Transplant outcomes for older AML patients

In a review of studies of adults 60 years and older undergoing allogeneic transplant for AML among 749 patients, 13 studies reported rates of overall survival at 1, 2, and 3 years of 58%, 45%, and 38%, respectively [58]. Devine et al. [59] published a multi-institutional prospective study of a low-intensity fludarabine-busulfan-antithymocyte globulin regimen using matched related and unrelated donors for AML in first remission. Patients 60 to 74 years of age achieved a favorable 2-year survival rate of 48% and a low nonrelapse mortality (NRM) rate of 14%. Registry data for AML and myelodysplastic syndrome patients 70 years and older using all donor sources and conditioning regimens showed 2-year survival rate of 38% and 2-year NRM rate of 30% [55]. Haploidentical and umbilical cord graft studies in older AML patients have been described [6062].
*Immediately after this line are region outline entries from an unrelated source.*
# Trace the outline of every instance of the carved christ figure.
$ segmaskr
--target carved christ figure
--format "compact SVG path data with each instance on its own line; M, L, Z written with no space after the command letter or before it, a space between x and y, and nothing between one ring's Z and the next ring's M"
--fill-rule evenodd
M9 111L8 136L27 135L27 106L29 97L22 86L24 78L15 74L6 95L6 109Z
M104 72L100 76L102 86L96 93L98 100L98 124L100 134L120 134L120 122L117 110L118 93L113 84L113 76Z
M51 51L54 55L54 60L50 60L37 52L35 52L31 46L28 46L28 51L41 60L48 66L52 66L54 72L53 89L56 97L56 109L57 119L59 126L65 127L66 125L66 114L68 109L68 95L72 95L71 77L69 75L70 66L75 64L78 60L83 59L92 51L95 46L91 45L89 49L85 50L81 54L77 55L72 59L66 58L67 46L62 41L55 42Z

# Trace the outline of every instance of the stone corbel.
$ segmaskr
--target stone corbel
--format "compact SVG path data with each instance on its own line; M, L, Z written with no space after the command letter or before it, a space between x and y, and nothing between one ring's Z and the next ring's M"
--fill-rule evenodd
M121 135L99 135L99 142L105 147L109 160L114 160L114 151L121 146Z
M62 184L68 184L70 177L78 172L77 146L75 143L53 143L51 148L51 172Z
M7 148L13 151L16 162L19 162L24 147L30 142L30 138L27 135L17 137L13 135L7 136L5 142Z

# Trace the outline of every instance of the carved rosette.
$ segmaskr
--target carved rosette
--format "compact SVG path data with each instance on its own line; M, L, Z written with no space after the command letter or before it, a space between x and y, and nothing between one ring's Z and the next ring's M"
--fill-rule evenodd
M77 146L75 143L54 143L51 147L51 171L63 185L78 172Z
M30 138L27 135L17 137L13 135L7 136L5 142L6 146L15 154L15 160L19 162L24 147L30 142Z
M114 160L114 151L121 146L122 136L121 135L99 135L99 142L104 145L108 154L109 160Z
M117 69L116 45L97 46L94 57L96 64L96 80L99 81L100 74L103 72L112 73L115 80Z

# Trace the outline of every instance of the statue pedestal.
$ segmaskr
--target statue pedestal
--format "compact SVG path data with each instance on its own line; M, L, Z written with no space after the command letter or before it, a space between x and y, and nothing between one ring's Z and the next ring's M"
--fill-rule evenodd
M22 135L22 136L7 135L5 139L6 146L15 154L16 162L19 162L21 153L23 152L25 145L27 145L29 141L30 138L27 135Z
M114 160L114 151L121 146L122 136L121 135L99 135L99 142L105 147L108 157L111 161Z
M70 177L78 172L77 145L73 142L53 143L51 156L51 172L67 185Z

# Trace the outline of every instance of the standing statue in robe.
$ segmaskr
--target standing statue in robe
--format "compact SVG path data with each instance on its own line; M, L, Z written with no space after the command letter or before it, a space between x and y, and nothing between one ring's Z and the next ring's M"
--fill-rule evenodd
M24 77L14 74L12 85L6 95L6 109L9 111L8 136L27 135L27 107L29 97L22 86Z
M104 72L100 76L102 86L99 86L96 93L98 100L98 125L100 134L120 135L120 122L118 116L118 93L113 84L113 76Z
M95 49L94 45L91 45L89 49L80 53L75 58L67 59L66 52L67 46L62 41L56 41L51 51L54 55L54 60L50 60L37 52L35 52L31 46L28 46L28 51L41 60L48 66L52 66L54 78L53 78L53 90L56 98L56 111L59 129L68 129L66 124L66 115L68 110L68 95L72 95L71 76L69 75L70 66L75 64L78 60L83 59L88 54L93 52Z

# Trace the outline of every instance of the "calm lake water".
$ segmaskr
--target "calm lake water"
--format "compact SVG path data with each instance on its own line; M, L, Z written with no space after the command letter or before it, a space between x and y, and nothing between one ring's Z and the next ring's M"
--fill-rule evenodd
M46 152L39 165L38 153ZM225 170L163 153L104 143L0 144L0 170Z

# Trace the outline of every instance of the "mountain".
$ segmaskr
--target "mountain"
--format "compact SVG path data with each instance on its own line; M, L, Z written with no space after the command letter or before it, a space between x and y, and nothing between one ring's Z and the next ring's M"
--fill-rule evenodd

Advancing age still confers greater risks of transplant-related mortality for AML in first remission [63]. However, limiting the comparison to HLA matched grafts after reduced-intensity conditioning showed no major influence of age alone [64,65]. A report by Versluis et al. [66] derived from prospective AML studies of patients 60 years and older revealed reduced-intensity transplant from matched related or unrelated donors improved 5-year overall survival rates at 35% versus 26% for other forms of consolidation therapy (hazard ratio [HR] = .71, P = .017).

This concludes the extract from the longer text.